I am part of a group of beautiful souls who each month, sometimes on-line, sometimes in person, who have chosen to look inside ourselves, deep inside ourselves, and try to learn how to love and accept what we see. Sometimes that's easy. Other times, it's not so easy, because some parts of us we're not so proud of or don't like so much. Why do we do this?

In doing so, we learn to accept those parts of being human that we've repressed because we're not "supposed" to be that way, because they are 'bad' (jealous, afraid, depressed, anxious, racist, sexist, etc.) or repressed because we're supposed to not think to highly of ourselves (inside each of us is a singer, artist, poet, etc.). The result is that as we learn to accept those parts of ourselves, we automatically become more tolerant of others when exhibit those same human traits.
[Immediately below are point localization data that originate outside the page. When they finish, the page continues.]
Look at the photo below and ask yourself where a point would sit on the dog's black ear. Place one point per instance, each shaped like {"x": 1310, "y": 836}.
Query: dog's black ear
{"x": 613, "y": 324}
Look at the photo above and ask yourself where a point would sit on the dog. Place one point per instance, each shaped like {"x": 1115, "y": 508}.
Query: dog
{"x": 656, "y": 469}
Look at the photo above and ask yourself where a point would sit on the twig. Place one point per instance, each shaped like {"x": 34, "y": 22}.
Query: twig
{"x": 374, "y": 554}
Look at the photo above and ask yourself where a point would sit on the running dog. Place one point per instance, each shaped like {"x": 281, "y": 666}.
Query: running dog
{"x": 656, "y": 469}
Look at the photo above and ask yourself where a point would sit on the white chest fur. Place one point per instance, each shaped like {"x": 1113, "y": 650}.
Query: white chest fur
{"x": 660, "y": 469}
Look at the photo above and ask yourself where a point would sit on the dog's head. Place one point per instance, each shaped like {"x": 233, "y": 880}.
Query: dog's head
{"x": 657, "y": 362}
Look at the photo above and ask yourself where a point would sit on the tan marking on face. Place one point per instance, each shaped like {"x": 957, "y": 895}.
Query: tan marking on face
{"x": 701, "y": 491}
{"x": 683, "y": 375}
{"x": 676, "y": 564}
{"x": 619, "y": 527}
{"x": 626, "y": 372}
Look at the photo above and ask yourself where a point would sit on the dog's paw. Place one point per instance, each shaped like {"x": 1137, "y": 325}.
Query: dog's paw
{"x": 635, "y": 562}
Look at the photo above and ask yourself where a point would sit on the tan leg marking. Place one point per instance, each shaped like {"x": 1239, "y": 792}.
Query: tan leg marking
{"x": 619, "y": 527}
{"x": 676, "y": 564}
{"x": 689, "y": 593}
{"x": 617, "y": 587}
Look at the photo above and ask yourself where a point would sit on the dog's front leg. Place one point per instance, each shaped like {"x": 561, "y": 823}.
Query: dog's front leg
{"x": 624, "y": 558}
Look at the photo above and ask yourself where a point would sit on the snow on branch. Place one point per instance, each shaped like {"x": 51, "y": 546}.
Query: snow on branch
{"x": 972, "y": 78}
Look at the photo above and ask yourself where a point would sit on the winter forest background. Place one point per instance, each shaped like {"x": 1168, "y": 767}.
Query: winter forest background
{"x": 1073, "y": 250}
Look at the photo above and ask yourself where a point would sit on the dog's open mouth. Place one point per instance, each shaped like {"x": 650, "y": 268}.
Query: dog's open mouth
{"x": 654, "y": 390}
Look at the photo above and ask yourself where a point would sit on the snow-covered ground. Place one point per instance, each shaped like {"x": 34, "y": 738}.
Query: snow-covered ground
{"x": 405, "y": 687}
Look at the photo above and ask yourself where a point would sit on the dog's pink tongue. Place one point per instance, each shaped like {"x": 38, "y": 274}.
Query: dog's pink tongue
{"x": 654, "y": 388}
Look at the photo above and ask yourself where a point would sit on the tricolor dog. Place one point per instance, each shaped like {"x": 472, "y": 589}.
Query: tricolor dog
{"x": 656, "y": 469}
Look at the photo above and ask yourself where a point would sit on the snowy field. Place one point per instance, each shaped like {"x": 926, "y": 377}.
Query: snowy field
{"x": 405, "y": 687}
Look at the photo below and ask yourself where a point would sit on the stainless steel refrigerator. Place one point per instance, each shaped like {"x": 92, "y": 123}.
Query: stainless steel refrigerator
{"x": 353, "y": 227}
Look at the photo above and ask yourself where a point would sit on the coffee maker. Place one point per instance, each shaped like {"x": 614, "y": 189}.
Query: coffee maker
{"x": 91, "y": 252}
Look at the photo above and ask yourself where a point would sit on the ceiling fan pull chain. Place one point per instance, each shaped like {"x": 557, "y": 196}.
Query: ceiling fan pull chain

We have discovered that, without trying, we pass that spirit of love and acceptance of ourselves on to ‘our people’ and our world.

I personally have found the following exercise to be very helpful in the aftermath of such a very polarizing and divisive time. It helped me to be reminded of the innate goodness in every soul, at a time when what is most evident is the opposite.

As our group shared their acts of kindness towards others it seemed to help balance the effects of 18 months of pretty much non-stop exposure, exhibition, and seeming celebration and honoring of the darker side of human nature.

Whether we are the ones suffering, or among the ones puzzled by the suffering or those laughing at and celebrating what others of us fear, we all have that helping nature. Let’s touch on that for just a moment. It doesn’t solve the problems that the election exposed, but it is a start at re-establishing a balance of who we are as human beings. To be reminded that there is light, in every one of us, as well as darkness.

I would encourage you do this assignment, share your responses with as many people as you can.

List seven times within the past few months that you felt able to "support" another person or persons. In other words, share a time when you were able to help someone live a little better life. We all have that generosity part of us. What were those moments and how was it manifested?

Here’s my list:

1. In Ireland I chose to look at every street person I saw or passed by and put money in their cup. I haven't always honored that urge to help but I've always felt the tug to do so. I later realized why I perhaps have always been inclined to do so. I learned that one of my ancestors, my, Great Grandfather, was one of them. He would have been the one begging. I also learned that because people of his time, who could have, deliberately didn't help, his parents perished, dying of starvation during the Irish potato famine.

2. While in Ireland, when I ate out, I would eat exactly half of my dinner, take the rest and give it to one of those seeking help on the bridge that we had to walk over to get from our hotel to the restaurants so they could eat as well as I did, for at least one meal, for at least one day.

3. I did the same when I was in Italy.

4. I tipped everyone in Italy and Ireland who served me, even though "you don't have to tip in Europe"

5. Over the last year, I've given away at least a dozen devices designed to help people feel more peaceful and less stressed.

6. Over the past weeks, a number of times, I turned around, went back and gave help to a number of people whose home is the street and I had passed by without noticing.

7. Over the last 8 days, especially, I have attempted to hold sacredly and non-judgmentally others opinions and experiences that are different than mine.

I’d really be interested in reading your list.